Я сделала несколько шагов к нему и попыталась вытолкнуть хоть немного воздуха через сомкнутые губы, но старания мои увенчались лишь скрежетом, подобным звуку не желающего заводиться мотора.
Лицо отца исказила гримаса, видимо, призванная изображать доброту, но я больше не верила, что он способен на добрые чувства. Он же, видимо, вовсе забыл причину моей обиды, а может, никогда не понимал, как много значили для меня мои кролики.
– Попробуй еще раз. «Я научусь контролировать свою речь…»
– Грр-грр-грр.
Раздражение, которое он так старательно подавлял с момента моего появления в комнате, наконец дало о себе знать.
– Ты нарочно упрямишься? На дворе девятнадцатый век, будь ты неладна! – Он наклонился вперед и сложил руки «горизонтально-наклонно», как на рисунке 28 из «Практического учебника ораторского искусства». – Неужели в век, когда промышленность и прикладные науки поворачивают вспять могучие реки и приручают энергию молний, язык одной маленькой девочки неподвластен контролю и будет делать, что ему вздумается, неуправляемый, подобный дикой кошке? Этому не бывать! Мы научились выжимать лимоны, пока в них не останется ни капли сока, и не сомневайся, Сибилла Джойнс, – он сжал мое плечо, как тисками, позабыв об ораторском достоинстве, – я выжму все соки и из тебя!
Я отвернулась. Уперлась рукой в бок. Потом попыталась убрать руку и поняла, что она прилипла к платью.
Какой реальной я была тогда, и плотной, как окорок. Не то что сейчас, когда от меня остался лишь воздух; мне противно вспоминать себя такой полнотелой. Теперь от меня остался лишь корсет, продуваемый шепчущими ветрами, а потусторонний мир реальнее вашего, настоящего.

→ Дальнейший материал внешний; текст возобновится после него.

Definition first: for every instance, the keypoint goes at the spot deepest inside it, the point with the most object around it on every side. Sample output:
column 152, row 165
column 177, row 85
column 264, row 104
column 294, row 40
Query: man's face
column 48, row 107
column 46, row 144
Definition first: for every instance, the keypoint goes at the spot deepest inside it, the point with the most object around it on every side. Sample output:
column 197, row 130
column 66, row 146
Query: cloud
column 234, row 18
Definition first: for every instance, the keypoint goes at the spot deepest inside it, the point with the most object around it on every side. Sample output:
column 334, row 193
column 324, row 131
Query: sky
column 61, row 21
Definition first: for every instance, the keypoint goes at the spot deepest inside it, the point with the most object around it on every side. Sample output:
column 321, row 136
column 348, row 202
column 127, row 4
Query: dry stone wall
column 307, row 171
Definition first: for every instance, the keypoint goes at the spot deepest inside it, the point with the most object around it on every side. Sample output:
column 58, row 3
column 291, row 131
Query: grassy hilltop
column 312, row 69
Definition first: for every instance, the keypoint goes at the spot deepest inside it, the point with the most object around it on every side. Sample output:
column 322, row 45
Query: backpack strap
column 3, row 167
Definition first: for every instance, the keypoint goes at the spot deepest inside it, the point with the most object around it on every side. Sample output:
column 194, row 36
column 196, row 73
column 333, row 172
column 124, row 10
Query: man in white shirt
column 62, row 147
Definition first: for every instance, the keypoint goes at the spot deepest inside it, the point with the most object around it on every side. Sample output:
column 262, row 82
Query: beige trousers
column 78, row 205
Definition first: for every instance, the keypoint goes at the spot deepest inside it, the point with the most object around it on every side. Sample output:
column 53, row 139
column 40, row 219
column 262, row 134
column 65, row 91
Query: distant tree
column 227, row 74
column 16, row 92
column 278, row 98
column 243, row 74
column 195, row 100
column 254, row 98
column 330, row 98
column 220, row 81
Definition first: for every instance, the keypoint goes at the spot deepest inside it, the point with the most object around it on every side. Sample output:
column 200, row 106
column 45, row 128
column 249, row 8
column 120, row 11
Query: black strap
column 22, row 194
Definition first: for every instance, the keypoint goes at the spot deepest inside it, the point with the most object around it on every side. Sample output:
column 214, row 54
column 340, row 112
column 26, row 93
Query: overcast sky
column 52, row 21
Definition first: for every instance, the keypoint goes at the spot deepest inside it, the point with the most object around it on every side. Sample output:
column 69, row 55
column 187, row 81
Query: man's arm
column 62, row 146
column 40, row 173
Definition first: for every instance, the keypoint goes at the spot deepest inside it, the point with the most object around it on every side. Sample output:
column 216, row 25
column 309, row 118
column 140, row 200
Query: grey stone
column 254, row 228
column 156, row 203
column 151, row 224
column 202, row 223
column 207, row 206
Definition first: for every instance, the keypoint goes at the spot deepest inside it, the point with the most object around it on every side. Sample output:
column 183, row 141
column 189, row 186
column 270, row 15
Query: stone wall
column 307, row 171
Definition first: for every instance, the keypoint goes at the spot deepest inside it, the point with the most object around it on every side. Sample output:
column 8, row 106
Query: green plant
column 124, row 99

У моего отца имелась педагогическая теория (его собственная, насколько я могу судить) касательно того, как должен развиваться ребенок, начиная с того возраста, когда тот еще в подгузниках, и вплоть до освоения им высшей математики. Согласно этой теории каждый последующий навык строился на фундаменте предыдущего, и у каждого был порядковый номер; хотя иногда отец менял их местами – перемещал изучение противовесов со сто шестьдесят четвертого места на сто пятьдесят восьмое, а оторочку шляп тесьмой – со сто семьдесят четвертого на сто девяносто третье – устная речь неизменно предшествовала письменной (тринадцатая и тридцать седьмая ступени), а я, как известно, заикалась. То есть застряла на первом же лестничном пролете.

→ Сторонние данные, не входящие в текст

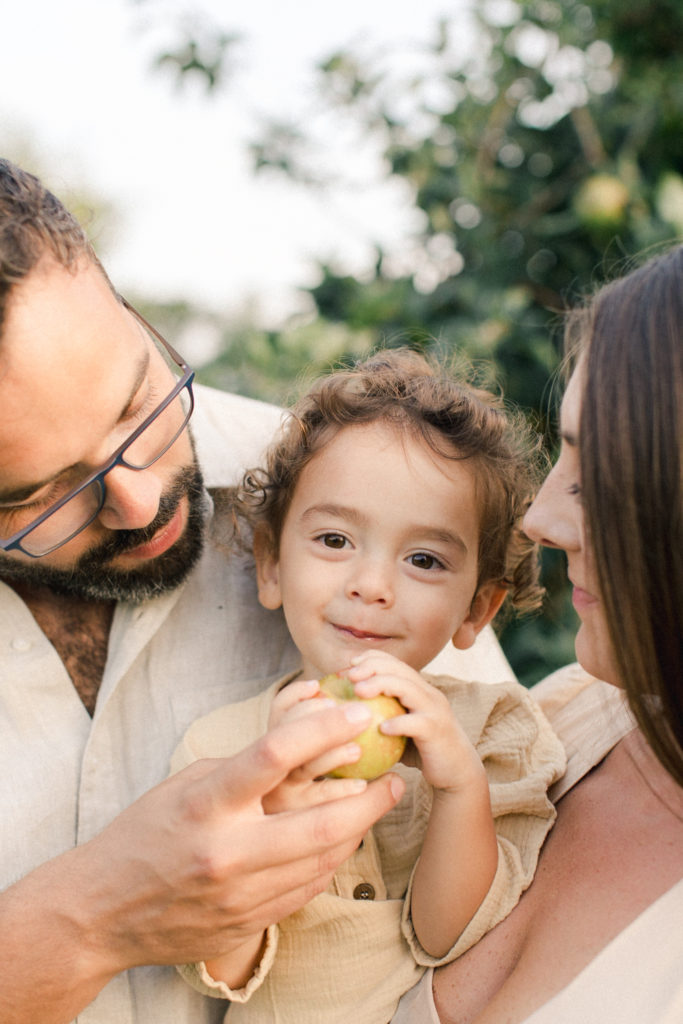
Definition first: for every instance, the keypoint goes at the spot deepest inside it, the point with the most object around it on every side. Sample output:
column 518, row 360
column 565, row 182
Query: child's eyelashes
column 333, row 540
column 424, row 560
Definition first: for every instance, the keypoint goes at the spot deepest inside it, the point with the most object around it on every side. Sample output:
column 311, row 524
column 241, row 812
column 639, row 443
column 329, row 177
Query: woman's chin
column 593, row 655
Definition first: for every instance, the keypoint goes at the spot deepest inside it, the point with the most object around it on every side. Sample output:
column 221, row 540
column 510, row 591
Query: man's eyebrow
column 17, row 495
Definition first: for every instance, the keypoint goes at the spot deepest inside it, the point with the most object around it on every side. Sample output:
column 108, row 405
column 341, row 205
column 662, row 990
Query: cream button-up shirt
column 63, row 776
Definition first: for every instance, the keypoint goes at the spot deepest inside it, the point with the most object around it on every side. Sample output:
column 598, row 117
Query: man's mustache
column 125, row 540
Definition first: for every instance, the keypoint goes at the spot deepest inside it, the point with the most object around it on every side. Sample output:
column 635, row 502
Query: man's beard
column 94, row 579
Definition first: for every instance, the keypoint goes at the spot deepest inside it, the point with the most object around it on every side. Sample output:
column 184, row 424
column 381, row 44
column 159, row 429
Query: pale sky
column 76, row 85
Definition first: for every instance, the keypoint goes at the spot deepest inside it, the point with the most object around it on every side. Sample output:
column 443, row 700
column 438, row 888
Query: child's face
column 378, row 551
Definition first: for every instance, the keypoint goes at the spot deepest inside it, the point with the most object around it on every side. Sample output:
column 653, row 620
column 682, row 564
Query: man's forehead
column 69, row 355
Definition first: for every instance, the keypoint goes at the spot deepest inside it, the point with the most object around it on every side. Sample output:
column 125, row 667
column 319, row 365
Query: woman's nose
column 132, row 498
column 552, row 517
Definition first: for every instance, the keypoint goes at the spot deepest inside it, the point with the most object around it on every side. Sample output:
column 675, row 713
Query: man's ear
column 267, row 571
column 486, row 602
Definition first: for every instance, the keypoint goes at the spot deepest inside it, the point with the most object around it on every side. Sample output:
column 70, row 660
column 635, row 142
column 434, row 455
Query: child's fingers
column 409, row 687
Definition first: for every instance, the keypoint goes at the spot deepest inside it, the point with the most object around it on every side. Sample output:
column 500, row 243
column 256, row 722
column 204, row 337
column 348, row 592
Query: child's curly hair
column 455, row 419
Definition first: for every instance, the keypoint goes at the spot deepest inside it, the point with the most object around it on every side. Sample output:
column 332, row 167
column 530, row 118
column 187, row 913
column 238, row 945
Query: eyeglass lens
column 84, row 507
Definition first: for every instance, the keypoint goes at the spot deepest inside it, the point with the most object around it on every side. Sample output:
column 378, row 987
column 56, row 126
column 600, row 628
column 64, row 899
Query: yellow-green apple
column 379, row 752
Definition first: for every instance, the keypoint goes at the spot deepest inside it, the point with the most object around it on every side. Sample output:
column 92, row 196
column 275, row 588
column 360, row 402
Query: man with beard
column 124, row 617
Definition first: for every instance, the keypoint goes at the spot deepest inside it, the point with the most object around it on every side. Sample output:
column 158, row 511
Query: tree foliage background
column 539, row 158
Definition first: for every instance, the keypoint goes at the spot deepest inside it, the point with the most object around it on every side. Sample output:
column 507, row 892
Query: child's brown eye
column 422, row 560
column 333, row 541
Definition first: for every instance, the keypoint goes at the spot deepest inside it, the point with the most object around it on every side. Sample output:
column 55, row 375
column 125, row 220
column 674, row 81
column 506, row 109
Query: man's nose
column 132, row 498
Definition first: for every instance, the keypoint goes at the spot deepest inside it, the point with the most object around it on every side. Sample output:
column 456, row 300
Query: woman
column 597, row 937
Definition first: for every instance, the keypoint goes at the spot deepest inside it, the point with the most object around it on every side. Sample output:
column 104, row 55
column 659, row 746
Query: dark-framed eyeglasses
column 81, row 506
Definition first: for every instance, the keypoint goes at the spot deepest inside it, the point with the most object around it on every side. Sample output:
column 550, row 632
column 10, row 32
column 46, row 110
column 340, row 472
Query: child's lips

Так и вышло, что однажды днем, пока отец был на фабрике, я пробралась в его кабинет, ощущая себя Евой, крадущейся к древу познания (в отцовской педагогической системе та тоже не продвинулась бы дальше десятой-одиннадцатой ступени). Я взяла книгу с нижней полки, отползла в уголок, где между занавеской и стеной в комнату просачивался теплый солнечный лучик, внутри которого плясали пылинки, и села так, чтобы узкая наклонная полоска света падала на меня и на обложку книги, украшенную рельефным узором из дубовых листьев и желудей. Томик соскользнул и повернулся ко мне обрезом, гладким и позолоченным, и я погладила золотистую дорожку между двумя переплетными крышками, сознательно оттягивая момент, когда открою книгу. Книги внушали мне страх, ведь именно из них отец черпал свои многочисленные идеи, нарушавшие покой в нашем доме, но все же я твердо решила сама познакомиться с ними. Мне казалось, что если я прочитаю достаточно книг, пункт тринадцатый в отцовском списке можно будет проскочить или оставить на более благоприятное время. Наконец я раскрыла книгу – страницы с готовностью распахнулись – и уставилась на византийский орнамент, поджидая, когда тот превратится в слова.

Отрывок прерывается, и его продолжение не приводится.